Tiny story here. An hour before I took these photos I had participated in a conference on contemporary Russian culture in the Manege, the exhibition hall that is pretty much across from Dostoevsky, right in his site line. Our panel was crashed by a small group of semi-unhinged people with very unclear, but very adamant, aims. They hated us, they hate everybody who is making theater these days, they hate the Russian city government, they hate gays, foreigners and the Lord knows what else. We had to shut down early and go home because these guys wouldn’t quit shouting and interrupting. They were – they are – I believe, the eternal forces of Russian chaos. They are the people that Dostoevsky described in his novel The Devils  or The Demons or The Possessed – the title is different depending upon what translation is used where you live. I came away from that aborted panel thinking black thoughts. It was raining and – not cold, but – chilly to the bone. And I walked around Dostoevsky, hating him  (hating the sculptor) at first, mumbling, grumbling, picking mentally at every little thing. Until I got it. The sculptor’s point of view, the story he wanted to tell me, the satire he imposed on all the official people who must see this huge and imposing work of art in a wide-open space while they run around doing whatever they do – that all came home and hit me hard.

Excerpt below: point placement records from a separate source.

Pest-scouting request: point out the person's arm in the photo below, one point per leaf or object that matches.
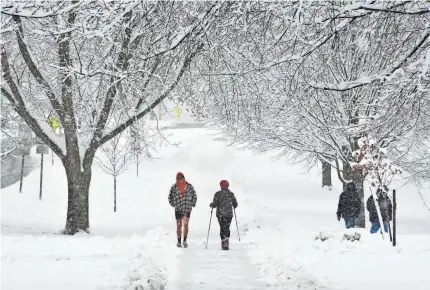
(194, 195)
(340, 207)
(171, 196)
(214, 203)
(390, 208)
(234, 201)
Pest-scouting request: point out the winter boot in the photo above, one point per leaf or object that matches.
(224, 244)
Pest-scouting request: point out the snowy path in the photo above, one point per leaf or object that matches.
(214, 269)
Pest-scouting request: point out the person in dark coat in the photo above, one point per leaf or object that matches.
(386, 208)
(349, 206)
(183, 198)
(224, 201)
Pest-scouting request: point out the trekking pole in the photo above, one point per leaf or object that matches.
(207, 240)
(236, 223)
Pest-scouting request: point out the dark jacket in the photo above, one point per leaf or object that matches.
(183, 203)
(349, 204)
(224, 200)
(385, 206)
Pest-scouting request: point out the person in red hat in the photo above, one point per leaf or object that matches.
(183, 198)
(224, 201)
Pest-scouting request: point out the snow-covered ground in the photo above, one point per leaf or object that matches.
(282, 209)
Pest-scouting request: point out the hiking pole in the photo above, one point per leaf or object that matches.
(235, 217)
(207, 240)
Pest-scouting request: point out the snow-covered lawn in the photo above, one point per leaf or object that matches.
(282, 209)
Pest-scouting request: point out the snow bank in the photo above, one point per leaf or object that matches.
(87, 262)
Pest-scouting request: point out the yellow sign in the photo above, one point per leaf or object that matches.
(53, 123)
(177, 112)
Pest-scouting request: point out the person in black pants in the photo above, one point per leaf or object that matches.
(224, 201)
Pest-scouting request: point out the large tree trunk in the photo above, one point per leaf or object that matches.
(326, 174)
(356, 176)
(78, 199)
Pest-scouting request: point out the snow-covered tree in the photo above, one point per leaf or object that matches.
(115, 160)
(79, 58)
(315, 77)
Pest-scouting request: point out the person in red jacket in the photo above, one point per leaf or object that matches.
(224, 201)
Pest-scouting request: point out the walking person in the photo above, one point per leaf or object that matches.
(349, 206)
(183, 198)
(224, 201)
(386, 208)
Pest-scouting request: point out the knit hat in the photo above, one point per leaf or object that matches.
(224, 184)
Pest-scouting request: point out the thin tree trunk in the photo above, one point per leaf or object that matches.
(326, 174)
(78, 199)
(22, 173)
(137, 165)
(114, 193)
(356, 176)
(394, 218)
(41, 174)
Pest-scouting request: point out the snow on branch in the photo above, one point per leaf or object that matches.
(29, 9)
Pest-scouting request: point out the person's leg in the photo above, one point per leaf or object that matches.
(349, 222)
(223, 232)
(221, 228)
(227, 226)
(186, 221)
(386, 227)
(227, 232)
(375, 227)
(178, 217)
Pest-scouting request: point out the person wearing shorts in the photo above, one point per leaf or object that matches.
(183, 198)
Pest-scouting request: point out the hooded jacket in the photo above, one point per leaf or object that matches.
(349, 203)
(182, 201)
(224, 201)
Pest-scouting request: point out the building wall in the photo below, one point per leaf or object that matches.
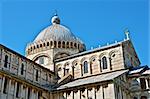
(93, 91)
(75, 66)
(20, 74)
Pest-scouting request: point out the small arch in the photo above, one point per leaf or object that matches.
(93, 58)
(59, 44)
(47, 43)
(85, 67)
(51, 43)
(22, 69)
(71, 44)
(55, 44)
(37, 46)
(67, 45)
(6, 61)
(78, 46)
(40, 45)
(75, 62)
(63, 44)
(104, 62)
(33, 47)
(43, 44)
(75, 45)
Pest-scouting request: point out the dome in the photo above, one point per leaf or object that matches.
(57, 32)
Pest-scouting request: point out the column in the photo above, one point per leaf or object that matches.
(146, 80)
(2, 87)
(65, 95)
(86, 93)
(26, 93)
(21, 91)
(100, 66)
(72, 71)
(110, 63)
(36, 96)
(9, 86)
(15, 90)
(94, 94)
(81, 72)
(32, 94)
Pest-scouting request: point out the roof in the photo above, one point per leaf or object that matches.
(147, 72)
(23, 57)
(93, 79)
(92, 51)
(137, 70)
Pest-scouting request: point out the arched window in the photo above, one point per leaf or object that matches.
(51, 43)
(55, 43)
(104, 62)
(67, 44)
(37, 46)
(6, 61)
(22, 69)
(47, 43)
(40, 45)
(36, 75)
(63, 44)
(44, 44)
(75, 45)
(59, 44)
(85, 67)
(71, 44)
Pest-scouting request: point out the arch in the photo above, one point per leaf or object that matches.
(78, 46)
(63, 44)
(71, 44)
(75, 62)
(55, 44)
(85, 67)
(61, 55)
(111, 53)
(67, 45)
(51, 43)
(33, 47)
(37, 46)
(6, 61)
(75, 45)
(44, 44)
(39, 55)
(93, 58)
(59, 44)
(47, 43)
(104, 62)
(66, 68)
(22, 69)
(40, 45)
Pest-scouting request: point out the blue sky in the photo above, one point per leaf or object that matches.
(96, 22)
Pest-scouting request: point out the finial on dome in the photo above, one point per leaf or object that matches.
(127, 32)
(55, 19)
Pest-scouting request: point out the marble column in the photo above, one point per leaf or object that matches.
(9, 87)
(2, 87)
(26, 93)
(15, 90)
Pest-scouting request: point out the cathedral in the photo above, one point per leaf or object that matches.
(58, 66)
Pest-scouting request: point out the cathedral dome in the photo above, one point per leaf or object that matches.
(56, 32)
(55, 36)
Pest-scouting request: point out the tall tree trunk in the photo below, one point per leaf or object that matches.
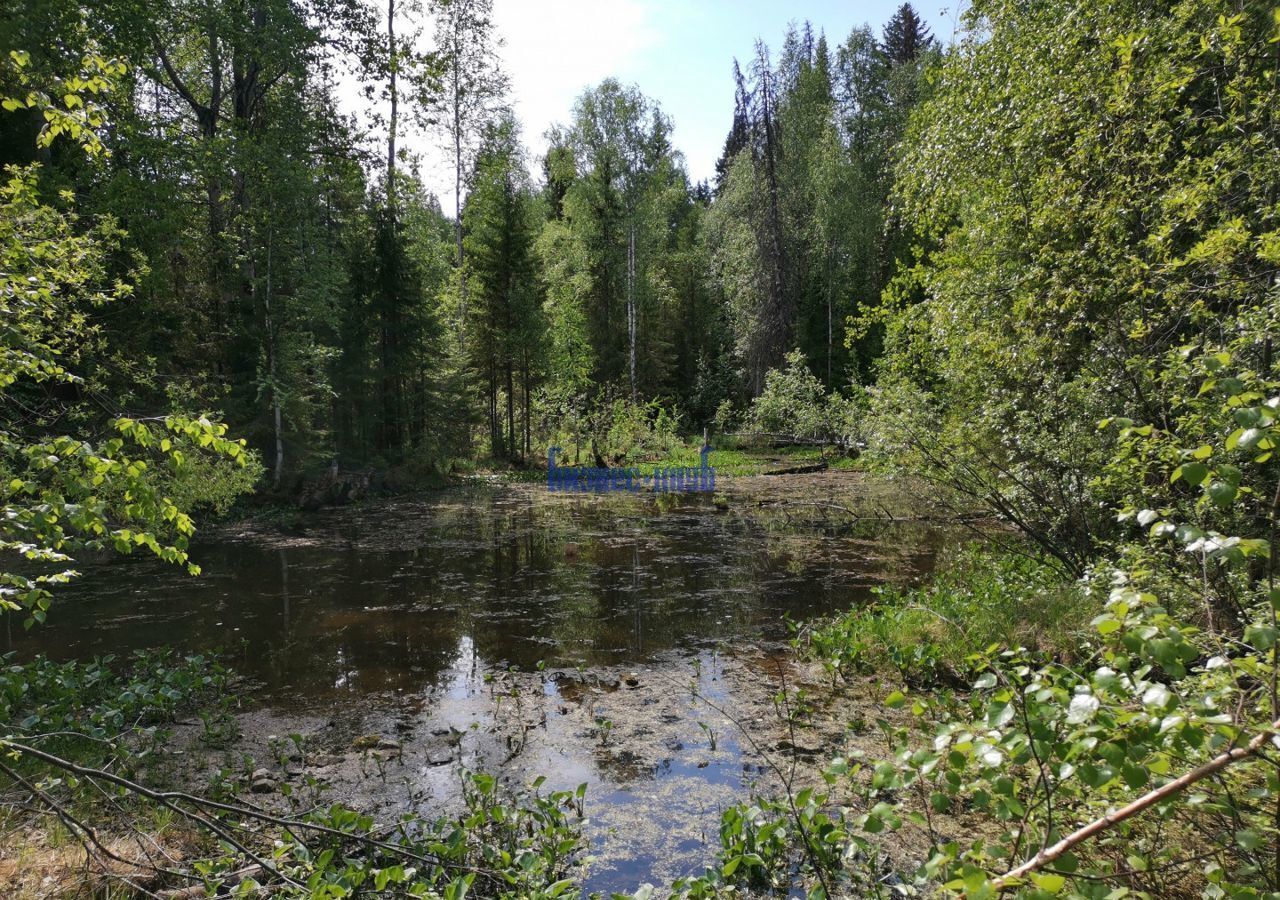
(525, 378)
(631, 305)
(394, 120)
(511, 409)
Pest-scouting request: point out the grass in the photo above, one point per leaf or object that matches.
(981, 598)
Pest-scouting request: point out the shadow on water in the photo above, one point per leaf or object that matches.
(430, 597)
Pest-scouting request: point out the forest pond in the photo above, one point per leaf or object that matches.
(499, 626)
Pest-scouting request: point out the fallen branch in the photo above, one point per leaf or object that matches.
(1013, 878)
(172, 800)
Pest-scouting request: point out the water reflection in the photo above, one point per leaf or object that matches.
(383, 599)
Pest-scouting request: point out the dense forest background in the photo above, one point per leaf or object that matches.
(1038, 268)
(288, 272)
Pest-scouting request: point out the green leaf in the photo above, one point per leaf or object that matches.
(1192, 473)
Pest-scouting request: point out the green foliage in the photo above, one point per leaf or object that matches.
(795, 403)
(65, 494)
(103, 699)
(1078, 182)
(515, 846)
(981, 598)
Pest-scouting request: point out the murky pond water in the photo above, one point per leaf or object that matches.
(615, 608)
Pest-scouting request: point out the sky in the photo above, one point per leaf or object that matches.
(680, 53)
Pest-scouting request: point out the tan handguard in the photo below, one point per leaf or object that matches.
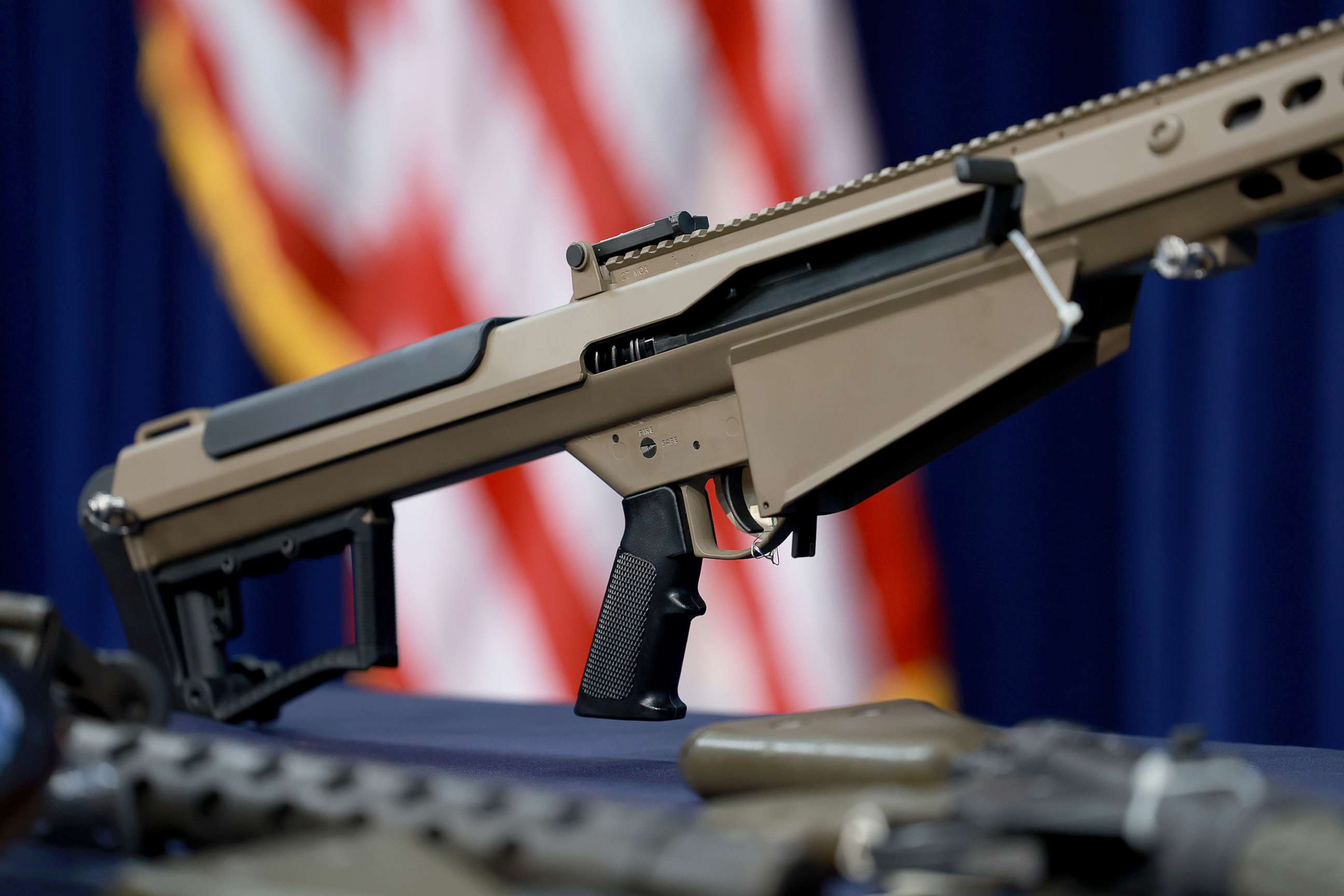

There’s a  wonderful Bob Dylan song called “Lo and Behold” that will be coming out on a special CD compilation next month. We collectors have known the song for 45 years, but it will be released officially for the first time ever in November. There is a line in there where Dylan sings, his worried, agitated voice rising up higher and higher with unease as it goes: “Let me out of here, my dear man!”
That’s what Rukavishnikov put into this bizarre, deeply compelling monument to Dostoevsky.
The place Dylan’s voice best suits this is at about 1:20 on the Soundcloud recording that you can listen to here.  For the record the monument was unveiled in 1997.
“Lo and behold! Lo and behold! Looking for my lo and behold! Get me out of here – my – dear – man!”